As the 20th century dawned, China was amongst the countries in the world affected by the rampant scramble by the west for colonies all over the world. While nominally under the rule of the Qing Dynasty, China had undergone many decades of humiliation by the Western Powers with Japan following them decades after the West dragged Japan (at times kicking and screaming) out of its self-imposed isolation.
Not surprisingly, this created resentment amongst the population and rebellions wracked China during this period with anger against the leaders at the time as well as the nations that had footholds onto China. Into this story stepped three people who would play a pivotal role in China's future. History knows two of them as Chiang Kei Shiek and Mao Zedong. The third person, Wang Jingwei does not have much notoriety in the west but in both China and Taiwan, he is the standard-bearer China uses to define traitors as he collaborated with the hated Imperial Japan. Before the war would engulf the three, they also served in their own way under the legendary Chinese revolutionary figure Sun Yat-Sen with Wang being the most closest to Sun. Though born in different circumstances and taking different paths to different fates, these three and the organizations that they would lead would play their own respective roles as China navigated through the first half of the 20th century before enduring a war at the hands of its island neighbor Japan that would change it along with the world forever.
In addition to the hellish battles that China endured, it would also have to endure political intrigue amongst the three men and in the chase of Chiang and Wang, domestic discontent as the war inflicted immense hardship on the population, both at the front and in the rear areas. On the foreign policy front, all three leaders would have to deal with allies who often treated the Chinese leaders poorly with Chiang and the British and Americans (particularly in the form of Joseph Stilwell), Mao with the Soviet Union, and Wang with Japan. Despite having to deal with multiple domestic problems alongside the Japanese invasion, a situation could have broken another nation, Chiang's China, along with some assistance from Mao, preserved against all the odds to emerge as one of the victorious Allies powers of World War II.

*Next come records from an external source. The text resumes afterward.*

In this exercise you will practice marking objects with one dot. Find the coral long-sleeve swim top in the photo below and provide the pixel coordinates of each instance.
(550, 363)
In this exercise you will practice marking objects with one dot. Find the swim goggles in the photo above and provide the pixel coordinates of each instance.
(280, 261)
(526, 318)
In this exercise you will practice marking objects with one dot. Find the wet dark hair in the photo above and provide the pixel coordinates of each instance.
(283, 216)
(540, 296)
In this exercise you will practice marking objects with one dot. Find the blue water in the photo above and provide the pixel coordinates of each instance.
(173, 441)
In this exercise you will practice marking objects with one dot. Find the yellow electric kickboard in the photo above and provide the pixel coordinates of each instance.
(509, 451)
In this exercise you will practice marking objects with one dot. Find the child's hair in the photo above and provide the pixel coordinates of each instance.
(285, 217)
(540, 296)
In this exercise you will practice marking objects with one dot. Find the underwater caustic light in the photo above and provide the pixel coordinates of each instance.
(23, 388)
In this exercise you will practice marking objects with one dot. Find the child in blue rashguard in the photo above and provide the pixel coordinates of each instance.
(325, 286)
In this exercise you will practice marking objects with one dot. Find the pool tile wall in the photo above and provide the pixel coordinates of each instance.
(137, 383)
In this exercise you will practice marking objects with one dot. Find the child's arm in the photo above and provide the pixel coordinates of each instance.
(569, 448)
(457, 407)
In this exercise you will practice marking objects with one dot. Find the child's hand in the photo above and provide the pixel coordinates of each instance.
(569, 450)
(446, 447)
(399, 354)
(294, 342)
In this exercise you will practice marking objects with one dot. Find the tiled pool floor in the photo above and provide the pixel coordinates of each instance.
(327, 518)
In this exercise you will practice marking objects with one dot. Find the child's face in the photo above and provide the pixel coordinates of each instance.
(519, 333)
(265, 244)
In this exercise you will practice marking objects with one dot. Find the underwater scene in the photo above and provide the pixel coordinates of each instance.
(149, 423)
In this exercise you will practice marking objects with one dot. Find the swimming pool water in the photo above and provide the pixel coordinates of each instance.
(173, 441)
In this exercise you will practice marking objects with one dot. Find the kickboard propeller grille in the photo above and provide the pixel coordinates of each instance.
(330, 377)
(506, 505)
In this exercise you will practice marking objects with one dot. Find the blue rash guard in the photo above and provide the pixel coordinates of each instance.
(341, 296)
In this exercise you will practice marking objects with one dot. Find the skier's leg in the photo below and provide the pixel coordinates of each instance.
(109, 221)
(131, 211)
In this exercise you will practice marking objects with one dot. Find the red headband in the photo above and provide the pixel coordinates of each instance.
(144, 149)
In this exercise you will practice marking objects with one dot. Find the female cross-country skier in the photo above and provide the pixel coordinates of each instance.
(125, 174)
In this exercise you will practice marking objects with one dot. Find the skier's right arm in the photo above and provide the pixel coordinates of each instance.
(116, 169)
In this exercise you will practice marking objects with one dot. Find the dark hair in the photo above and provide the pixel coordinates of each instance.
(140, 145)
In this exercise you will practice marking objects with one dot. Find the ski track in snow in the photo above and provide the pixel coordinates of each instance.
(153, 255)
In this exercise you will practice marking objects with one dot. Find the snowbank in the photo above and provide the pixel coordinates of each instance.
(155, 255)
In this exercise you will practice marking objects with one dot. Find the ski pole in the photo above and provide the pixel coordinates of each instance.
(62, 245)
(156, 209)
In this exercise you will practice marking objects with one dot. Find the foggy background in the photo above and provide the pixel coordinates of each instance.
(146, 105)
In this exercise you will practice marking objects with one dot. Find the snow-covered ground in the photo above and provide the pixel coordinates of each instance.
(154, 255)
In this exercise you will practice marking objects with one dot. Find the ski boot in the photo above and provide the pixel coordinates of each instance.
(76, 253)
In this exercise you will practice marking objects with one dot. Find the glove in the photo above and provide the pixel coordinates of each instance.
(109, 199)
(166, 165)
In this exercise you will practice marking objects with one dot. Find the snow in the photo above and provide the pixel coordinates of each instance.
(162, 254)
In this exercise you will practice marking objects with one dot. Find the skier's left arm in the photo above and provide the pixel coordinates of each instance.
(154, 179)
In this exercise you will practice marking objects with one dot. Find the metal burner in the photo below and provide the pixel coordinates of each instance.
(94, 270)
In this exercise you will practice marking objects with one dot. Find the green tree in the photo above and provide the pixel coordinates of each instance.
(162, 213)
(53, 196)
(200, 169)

Tragically, it would not be the end of China's troubles for the exertions of the Nationalist Chinese along with the widespread corruption in the government allowed Mao Zedong's Communist Chinese to gain the upper hand and eventually triumph in 1949 as Chiang and his followers fled to Taiwan. As for Wang, he would die from accumulated injuries in 1944, virtually condemned forever more by China as a traitor despite his earlier dedication to his homeland.
Fittingly, the book ends with an epilogue that detailed how both sides of the Chinese civil war interpreted the events of the war with the particular surprise being that of the People's Republic of China. At first, the communist Chinese focused completely on their own sacrifices to the point of ignoring most of the atrocities that Imperial Japan inflicted. It would not be until the economic reforms of the 1980s when the communist government began to acknowledge the efforts of the Chinese Nationalists in the war against Japan while also taking on the familiar tone of lecturing Japan about confronting Japan's dark past. Ironically, Japanese authors during the 1970s would be the first to bring Nanking back into the light. In making the changes to its economic model, the People's Republic of China began to fall more in line with the vision Chiang had than with that of Mao (despite the fact that no direct criticism of Mao and the communist party is allowed, which continues to this day). Finally, China has used the experience of the war to justify itself as a great power and as a former allied power of equal standing and contribution with the US, Britain, and Russia.
Despite the fact that some records about the war in China are probably still hidden from the public, this book is part of a recent wave of books that serve as an attempt to give China its fair share in the Allied victory, in a manner similar to what the history of the Eastern Front has undergone in recent years.